Bloomington, Ind. — FTR is reporting U.S. trailer net orders in April faced significant pressure amid
escalating headwinds, including substantial tariff volatility and increasing uncertainty over the economy and the truck freight market.
“U.S. tariffs and potential retaliatory measures will significantly impact the U.S. trailer market, raising costs for imported materials and affecting domestic production,” said Dan Moyer, senior analyst. “OEMs and suppliers can expect higher production costs, reduced margins, and potentially softer demand, prompting some potential shifts toward local sourcing or domestic manufacturing.”
Consequently, net orders sharply declined to just 10,669 units, down 50% month- over-month (m/m) and 23% year-over-year (y/y). This monthly decline surpassed typical seasonal patterns by a wide margin. Even so, U.S. trailer orders exceeded North America Class 8 net orders for a third straight month. Despite April’s sharp drop, year-to-date (YTD) trailer net orders for 2025 totaled 76,901 units, representing a 27% increase compared to the same period last year.
Total trailer build in April decreased 1% m/m and 26% y/y to 17,619 units. 2025 YTD trailer build fell 30% y/y to 63,756 units, an average of 15,939 per month. With total trailer net orders well below production, backlogs decreased by 6,562 units (-5% m/m; -19% y/y) to 120,350 units. The larger m/m decrease in backlogs compared to build lowered the backlog/build ratio to 6.8 months.

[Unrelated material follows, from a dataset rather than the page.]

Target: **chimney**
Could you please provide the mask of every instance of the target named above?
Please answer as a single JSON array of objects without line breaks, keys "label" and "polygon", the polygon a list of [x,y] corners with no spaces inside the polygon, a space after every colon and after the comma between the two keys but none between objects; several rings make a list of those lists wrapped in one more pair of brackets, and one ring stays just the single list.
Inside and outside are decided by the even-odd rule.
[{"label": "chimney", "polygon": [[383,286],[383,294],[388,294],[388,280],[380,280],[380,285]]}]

“Some fleets may delay new trailer purchases – reflected in the sharp decline in April net orders – and extend equipment lifecycles, boosting aftermarket activity,” Moyer said. “Rising costs might also encourage limited industry consolidation, creating acquisition opportunities for larger manufacturers. Trailer industry participants that proactively manage supply chain disruptions and pricing pressures may gain a competitive advantage.”